Harrington also paid tribute to the BHA’s executive team and staff.

She added: “It is a team that has undergone a great deal of change in the past few years and one that is dedicated to delivering for our sport. With a busy period ahead, the whole BHA will remain focused on delivering a great service.”

Harrington became BHA chief executive in January 2021, succeeding Nick Rust. She joined the governing body from British Cycling, where she had dealt with controversies surrounding anti-doping policies and accusations of a culture of bullying in the sport.

She had previously been a BHA board member between 2014-19 as well as a senior executive with Northern Racing—one of the forerunners of Arena Racing Company—for eight years, including a spell as managing director of Uttoxeter.

Saumarez Smith added: “Julie has been a fantastic chief executive for the BHA and has done a huge amount for the industry since her appointment. We have been lucky to have her in charge and she will be difficult to replace. I am grateful she has agreed to stay on to the end of the year to allow us to recruit her replacement and to ensure a smooth transition.

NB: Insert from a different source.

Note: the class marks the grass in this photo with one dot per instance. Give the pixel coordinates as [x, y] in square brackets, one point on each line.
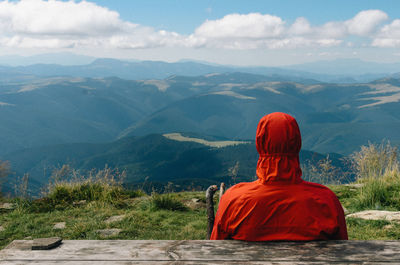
[86, 202]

“During Julie’s tenure we have completely changed the governance of the sport and the BHA’s role within it. Her influencing skills, often behind-the-scenes, have been key to that change and also in the positive adjustments made to the Gambling Act white paper that posed such a threat to our sport.

“Four years at the top of any sport demands total focus, concentration and enormous amounts of energy and Julie has delivered all of these, in what at times has been a challenging stakeholder and political environment. I, and the BHA board, fully understand why she has taken this decision now and wish her every success in her future roles.”